There's a persistent myth among programmers that interpreters are slow.
I disagree that this is a myth. Interpreted code is typically anywhere from 5x
to 100x slower than compiled code depending on the features of the interpreter
and quality of the compiled code. The real issue is that developers are
notoriously bad at predicting where performance matters in their code and in
particular the impact of the interpreter's “slowness” on the overall
performance of the application. If the interpreted code is mainly ordering the
execution of rather long-running operations that are well implemented in C then
the slowness of the interpreter will not be observable by the user (for example
typical shell scripts executed by an interpreter-based shell).
Your numbers sound correct. The myth is not about the slowdown factor;
it's that the slowdown matters to users. Many (perhaps most) code is I/O
bound so users don't perceive a difference. On the other hand, we easily
perceive a difference in how fast the program loads when you click its
icon or type its name in the shell (fancy runtimes have slower startup).
Also, programmers notice a big difference in how fast they can build and
run the program after each change they make. Programs that are easy and
fast to build are fun to tinker with, which leads to more improvements.

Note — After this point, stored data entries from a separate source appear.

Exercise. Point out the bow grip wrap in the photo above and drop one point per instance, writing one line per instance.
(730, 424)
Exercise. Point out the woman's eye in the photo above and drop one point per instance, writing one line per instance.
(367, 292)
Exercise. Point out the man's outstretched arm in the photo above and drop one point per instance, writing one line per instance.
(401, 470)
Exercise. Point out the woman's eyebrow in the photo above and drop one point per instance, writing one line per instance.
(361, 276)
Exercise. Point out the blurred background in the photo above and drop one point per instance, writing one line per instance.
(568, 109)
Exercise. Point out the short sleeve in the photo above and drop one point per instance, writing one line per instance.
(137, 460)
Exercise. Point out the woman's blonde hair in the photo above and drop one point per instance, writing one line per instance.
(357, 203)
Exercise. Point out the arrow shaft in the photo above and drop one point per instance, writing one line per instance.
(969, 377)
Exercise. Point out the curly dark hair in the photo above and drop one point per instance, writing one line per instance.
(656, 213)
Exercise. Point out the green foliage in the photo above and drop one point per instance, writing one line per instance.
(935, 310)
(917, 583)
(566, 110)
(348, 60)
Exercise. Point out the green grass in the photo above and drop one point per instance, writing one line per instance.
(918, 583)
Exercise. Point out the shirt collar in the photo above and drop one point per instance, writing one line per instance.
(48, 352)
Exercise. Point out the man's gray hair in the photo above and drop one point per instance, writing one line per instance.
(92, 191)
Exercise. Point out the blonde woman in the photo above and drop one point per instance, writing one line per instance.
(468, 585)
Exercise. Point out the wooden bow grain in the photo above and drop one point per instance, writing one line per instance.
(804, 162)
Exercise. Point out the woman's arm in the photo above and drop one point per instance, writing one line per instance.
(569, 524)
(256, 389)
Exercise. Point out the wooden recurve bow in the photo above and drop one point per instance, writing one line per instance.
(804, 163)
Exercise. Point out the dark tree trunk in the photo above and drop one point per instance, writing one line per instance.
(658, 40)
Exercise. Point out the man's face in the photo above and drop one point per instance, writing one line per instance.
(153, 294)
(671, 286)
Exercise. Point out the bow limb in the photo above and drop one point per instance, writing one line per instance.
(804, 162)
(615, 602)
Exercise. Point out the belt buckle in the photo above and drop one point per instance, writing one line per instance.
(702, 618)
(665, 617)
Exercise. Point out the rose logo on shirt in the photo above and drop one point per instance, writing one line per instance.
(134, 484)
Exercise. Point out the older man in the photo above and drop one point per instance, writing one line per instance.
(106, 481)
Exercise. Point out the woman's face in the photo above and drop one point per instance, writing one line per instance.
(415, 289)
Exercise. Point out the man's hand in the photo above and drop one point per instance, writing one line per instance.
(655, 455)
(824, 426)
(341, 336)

There are still a lot of programmers who use languages like C++, Java,
Haskell or Rust by default because they are perceived as "real
languages" that run fast (even when their program is 1000 lines and I/O
bound). These come with heavy toolchains which are difficult and slow to
install and operate.
Emacs is a good example of a huge, mostly interpreted application whose
interpreter is not stellar. And still almost none of the day-to-day
slowdown when using Emacs is due to the interpreter; mostly you're
waiting for some external program that is not responding.
Even an old version of Microsoft Excel was interpreted. The team had
their own C compiler that generated bytecode instead of machine code.
Joel Spolsky has a blog post about it.
But the performance of code execution by the embedded language matters for some
applications and usually the developper only knows this late in the development
process (after the application’s goals have evolved) which is after the
embedded language implementation has been selected and much code written around
it. In such a situation it is usually too expensive to change the embedded
language implementation, so instead more and more functionality gets
implemented in the low-level language.
So code execution performance should not be overlooked when selecting an
embedded language implementation, otherwise the development benefits of the
high-level language may eventually be lost.
These are very good points. Indeed a good experience with interpreters
requires moving performance-sensitive parts to C. Emacs is harmed by
this as well.
Then again, using an exotic compiled language is certainly far from
problem-free. Using C for the fast parts and a self-contained
interpreter for the slow parts offers a nice mix of portability and
expressive power. For example, it might make sense to rewrite Emacs in
Common Lisp (since Emacs Lisp is basically a subset of CL already) but
the result would probably be less portable, and there would be problems
with CL implementations that they don't have with C. It's a trade-off.
The best of both worlds is a standardized language supported by many
interpreters and compilers of different levels of sophistication - for
example, a certain long-lived language in the Lisp family ;-) Then one
can start with something simple and move up with a minimum of friction.
Lua is still a big inspiration to me as an interpreter that is actually
as easy to drop into a C codebase as they advertise. TinyScheme and S7
are currently the closest thing to Lua in the Scheme world. Other
Schemes run code faster with more features and with ready-to-use
libraries, but at a cost in simplicity.